Странник лежал, смотрел в потолок и бубнил, тихо, монотонно произносил свои бесконечные монологи. Был период, когда он записывал эти откровения на плёнку, уверенный, что говорит не он, а некий древний дух, удостоивший его своим божественным вниманием. Потом другая, реальная его половина, поняла, что держать в доме кассеты с записями опасно. Он стал уничтожать плёнки. Последнюю сжёг сегодня утром. Она была самая ценная. На ней он запечатлел начало осознанного выполнения своей великой миссии.
С 1983-го по 1986-й ему удалось спасти пятерых ангелов.
Слепые сироты, маленькие гоминиды, были предоставлены самим себе. В тёплое время года они иногда возвращались из волчьего логова в свой интернат пешком, одни, без взрослых. Они хорошо знали окрестности, им, слепым, было всё равно, ночь или день. А взрослых особей, которые их употребляли, не волновало, дойдут они или нет. Этих взрослых уже ничего не волновало. Они напивались и храпели.
Дети шли по широкой тропинке, огибавшей озеро. Путь пешком был значительно короче, чем на машине, по шоссе. Обычно они передвигались гуськом, по три-четыре человека. Старший шёл впереди, легко постукивая белой тростью по земле, по вздутым корням деревьев. Остальные — за ним, ориентируясь на звук его шагов.
Собственно, всё и началось с этого странного ночного шествия слепых детей.
Из-за постоянной бессонницы он часто отправлялся гулять глубокой ночью. Ему необходимо было двигаться, ходить, просто переставлять ноги. Оставаясь один в лесу ночью, он мог отчасти утолить жажду действия, дать волю своему воображению. В сотый, в тысячный раз он проигрывал в памяти сцену на чердаке, доходил до экстаза, до исступления и, опомнившись, вдруг обнаруживал, что сжимает руками тонкий ствол молодой берёзы, как будто это шея самки гоминида.
Дерево качалось, шумело листьями, и ему чудилось, что это шумят крылья освобождённого ангела.
И вот однажды, сквозь шорох листьев, сквозь таинственные звуки ночного леса, прорвались живые детские голоса.

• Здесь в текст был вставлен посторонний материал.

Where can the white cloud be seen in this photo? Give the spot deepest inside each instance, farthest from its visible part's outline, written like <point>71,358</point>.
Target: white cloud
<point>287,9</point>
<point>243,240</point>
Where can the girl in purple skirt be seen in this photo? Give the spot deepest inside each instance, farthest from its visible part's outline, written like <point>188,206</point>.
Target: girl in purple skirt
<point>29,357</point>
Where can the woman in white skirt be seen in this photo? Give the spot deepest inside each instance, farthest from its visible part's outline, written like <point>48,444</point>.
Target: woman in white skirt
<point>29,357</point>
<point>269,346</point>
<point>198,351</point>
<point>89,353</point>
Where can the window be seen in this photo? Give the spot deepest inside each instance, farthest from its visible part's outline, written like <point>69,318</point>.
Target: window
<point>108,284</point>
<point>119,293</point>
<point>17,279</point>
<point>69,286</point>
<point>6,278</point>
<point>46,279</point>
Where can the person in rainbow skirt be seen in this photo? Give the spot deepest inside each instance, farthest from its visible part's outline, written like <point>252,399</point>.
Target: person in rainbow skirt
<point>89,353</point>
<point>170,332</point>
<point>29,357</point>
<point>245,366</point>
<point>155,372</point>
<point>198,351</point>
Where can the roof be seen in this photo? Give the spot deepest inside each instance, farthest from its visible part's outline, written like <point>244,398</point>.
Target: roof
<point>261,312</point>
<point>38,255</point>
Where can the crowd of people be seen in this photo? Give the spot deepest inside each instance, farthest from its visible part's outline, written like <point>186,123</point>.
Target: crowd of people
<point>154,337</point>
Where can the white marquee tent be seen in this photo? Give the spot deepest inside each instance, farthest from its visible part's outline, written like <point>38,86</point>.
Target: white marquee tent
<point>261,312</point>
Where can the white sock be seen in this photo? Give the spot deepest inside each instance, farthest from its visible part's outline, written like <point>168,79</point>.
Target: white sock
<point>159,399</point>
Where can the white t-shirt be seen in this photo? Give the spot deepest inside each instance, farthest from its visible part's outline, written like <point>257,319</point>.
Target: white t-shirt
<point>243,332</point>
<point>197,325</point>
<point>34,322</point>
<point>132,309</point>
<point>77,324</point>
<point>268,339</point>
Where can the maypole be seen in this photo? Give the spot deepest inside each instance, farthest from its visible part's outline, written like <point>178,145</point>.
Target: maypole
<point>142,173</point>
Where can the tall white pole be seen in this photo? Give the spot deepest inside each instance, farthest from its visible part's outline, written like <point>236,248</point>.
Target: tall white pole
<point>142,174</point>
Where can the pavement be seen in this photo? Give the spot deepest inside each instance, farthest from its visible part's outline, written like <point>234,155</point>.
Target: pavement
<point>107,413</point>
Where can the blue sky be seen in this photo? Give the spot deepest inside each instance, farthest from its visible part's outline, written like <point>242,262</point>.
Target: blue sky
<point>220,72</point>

Он притаился, спрятался и увидел сквозь кусты странную процессию. Ночь была светлая, полная луна освещала их лица, застывшие глаза. В какой-то момент он испугался, что они заметят его.
Они остановились, но заметить никого и ничего не могли. Зато они его услышали. Старшая девочка громко спросила:
— Кто здесь?
Он перестал дышать, притворился мёртвым, как это делают хищники, чтобы обмануть жертву.
Последней шла самая маленькая девочка, лет семи. Она отстала, выронила что-то, присев на корточки, шарила в траве. Другие прошли немного вперёд, она окликнула их, чтобы подождали. Он не решился напасть. Детей было четверо. Со всеми он бы не справился, другие могли убежать, поднять шум, позвать на помощь.
Но с той ночи в конце мая прогулки его обрели смысл и цель. Он кружил вокруг интерната, вокруг озера. Круги сужались. Не осталось ни одной молодой берёзки на берегу, чей тонкий ствол не был бы исцарапан его короткими крепкими когтями. Нежная береста впитывала пот его ладоней.
Он почти постоянно пребывал в царстве света, и с непривычки глаза его слепли, мысли путались. Опомнился он, когда его заметил и окликнул охранник большого дома. Лица не видел, узнать Странника никак не мог, разглядел только силуэт. Странник ускорил шаг, но не побежал. С тех пор стал осторожней.